Sortiere sie in eigens erstellte Freundeslisten, die Du unter https://www.facebook.com/bookmarks/lists erstellen und verwalten kannst. Damit kannst Du beim Posten am privaten Profil auch genauer steuern, was Deine Kunden sehen können. Jetzt kannst Du sagen: Hey, sollte ich nicht den Bullshitfilter anschalten und umspannende Leute rauswerfen?

Gegenfrage: Wenn Du mit Deine Kunden nicht befreundet sein möchtest, warum arbeitest Du dann mit ihnen? Wie viel Distanz möchtest Du zwischen Dir und Deinen Kunden?

Ich weiß, dass die Frage wehtun kann, aber Du musst sie Dir stellen. Wenn Du nämlich „keinen Bock“ auf Deine Kunden hast, musst Du Dir die ganze Facebook-Nummer überlegen. Da bin ich knallehrlich.

Denn Du musst nicht auf Facebook sein, um ein erfolgreiches Online-Business zu haben. Aber es ist bedeutend einfacher, weil Du einfacher gefunden wirst.
(Und weil der Satz so gut ist, hier gleich nochmal für Dich zum Twittern:

 4) Sei erst ein Mensch, dann Unternehmer_In beim Posten.

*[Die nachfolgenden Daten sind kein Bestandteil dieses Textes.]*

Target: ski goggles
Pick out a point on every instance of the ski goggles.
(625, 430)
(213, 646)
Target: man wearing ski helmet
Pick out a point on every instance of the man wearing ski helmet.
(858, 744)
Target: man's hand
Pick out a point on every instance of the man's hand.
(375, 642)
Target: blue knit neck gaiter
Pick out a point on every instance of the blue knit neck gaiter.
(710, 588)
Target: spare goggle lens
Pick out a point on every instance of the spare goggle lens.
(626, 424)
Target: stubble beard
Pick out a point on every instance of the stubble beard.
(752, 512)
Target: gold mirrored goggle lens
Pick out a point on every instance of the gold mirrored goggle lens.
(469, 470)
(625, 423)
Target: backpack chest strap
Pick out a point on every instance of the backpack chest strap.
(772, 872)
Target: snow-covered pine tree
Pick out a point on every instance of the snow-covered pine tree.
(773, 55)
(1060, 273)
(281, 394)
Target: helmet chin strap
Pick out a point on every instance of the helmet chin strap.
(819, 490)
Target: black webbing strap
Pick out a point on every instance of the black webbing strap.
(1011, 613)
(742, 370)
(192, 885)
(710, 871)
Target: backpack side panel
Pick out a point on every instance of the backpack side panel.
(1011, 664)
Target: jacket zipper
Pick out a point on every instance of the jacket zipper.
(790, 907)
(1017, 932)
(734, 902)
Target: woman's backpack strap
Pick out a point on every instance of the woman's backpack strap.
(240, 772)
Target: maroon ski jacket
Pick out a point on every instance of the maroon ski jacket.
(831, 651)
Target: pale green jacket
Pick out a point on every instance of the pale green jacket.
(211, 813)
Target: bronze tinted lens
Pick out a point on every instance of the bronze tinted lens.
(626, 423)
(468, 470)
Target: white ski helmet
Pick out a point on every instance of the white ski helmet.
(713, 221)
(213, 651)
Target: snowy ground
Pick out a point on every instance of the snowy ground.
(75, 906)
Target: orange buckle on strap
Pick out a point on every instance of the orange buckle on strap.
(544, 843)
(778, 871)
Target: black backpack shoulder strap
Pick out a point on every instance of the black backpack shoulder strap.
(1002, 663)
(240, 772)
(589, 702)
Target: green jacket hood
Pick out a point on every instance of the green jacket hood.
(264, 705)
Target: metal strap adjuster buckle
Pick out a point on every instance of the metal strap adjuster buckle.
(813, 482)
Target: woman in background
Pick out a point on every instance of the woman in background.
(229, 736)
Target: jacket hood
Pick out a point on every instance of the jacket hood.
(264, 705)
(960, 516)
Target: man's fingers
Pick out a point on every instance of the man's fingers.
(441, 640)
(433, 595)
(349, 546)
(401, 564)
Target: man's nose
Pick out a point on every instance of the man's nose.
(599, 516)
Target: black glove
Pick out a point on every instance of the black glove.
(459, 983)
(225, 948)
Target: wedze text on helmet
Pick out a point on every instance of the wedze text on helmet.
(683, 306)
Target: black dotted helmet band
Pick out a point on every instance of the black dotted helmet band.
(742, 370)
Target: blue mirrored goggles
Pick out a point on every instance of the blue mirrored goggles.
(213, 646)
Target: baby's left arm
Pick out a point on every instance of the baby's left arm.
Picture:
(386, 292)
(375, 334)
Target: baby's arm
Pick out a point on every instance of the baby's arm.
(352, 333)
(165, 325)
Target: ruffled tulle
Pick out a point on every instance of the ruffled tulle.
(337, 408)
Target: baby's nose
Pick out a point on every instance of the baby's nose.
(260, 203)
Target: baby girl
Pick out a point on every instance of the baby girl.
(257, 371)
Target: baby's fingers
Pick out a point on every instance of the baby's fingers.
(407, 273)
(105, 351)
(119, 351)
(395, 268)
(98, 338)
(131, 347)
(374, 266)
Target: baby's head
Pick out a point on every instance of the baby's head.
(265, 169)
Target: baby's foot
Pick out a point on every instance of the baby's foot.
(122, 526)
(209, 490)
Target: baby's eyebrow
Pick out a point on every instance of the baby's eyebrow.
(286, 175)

Jetzt erst kommen wir zu den Unternehmensseiten auf Facebook. Wenn Du nämlich ohne privates Profil versuchst, eine Unternehmensseite als Coach zu starten, dann kann ich Dir leider von keinem einzigen Beispiel erzählen, wo es funktioniert hätte. Daher baue Dir erst ein privates Profil auf und starte Deine Unternehmensseite, wenn Du Deine Kunden kennst. Wenn Du weißt, was sie an Dir mögen, was sie lesen und worauf sie reagieren. Nicht vorher.

Wenn Du nun eine Unternehmensseite startest, vergiss nicht neben den nützlichen Inhalten auch Persönliches einzustreuen. Denn: Die Fans müssten Deine Wellenlänge spüren. Dann sollte es aber nicht mehr um den persönlich als lecker empfundenen Tee gehen, sondern um Meinungen zu Themen aus Deinem Fachgebiet.

Deine Aufgabe:

Versuche jeden Tag einen spannenden Inhalt auf Deiner Unternehmensseite zu veröffentlichen.

Das funktioniert vielleicht nicht jeden Tag, aber Du solltest es versuchen. Verlinke spannende Inhalte von Anderen mit Deiner Anmoderation und Meinung dazu!

 5) Mach die richtige Facebook-Werbung.

Nun ist es so, dass Facebook die organische Reichweite unserer Facebook Unternehmensseiten drosselt. Unsere mühsam erarbeiteten Fans sehen also nicht mehr jede Neuigkeit, die wir posten. Um diesem Trend von immer und immer weniger Sichtbarkeit entgegenzuwirken, kannst Du Facebook-Werbung schalten. Aber bitte die Richtige.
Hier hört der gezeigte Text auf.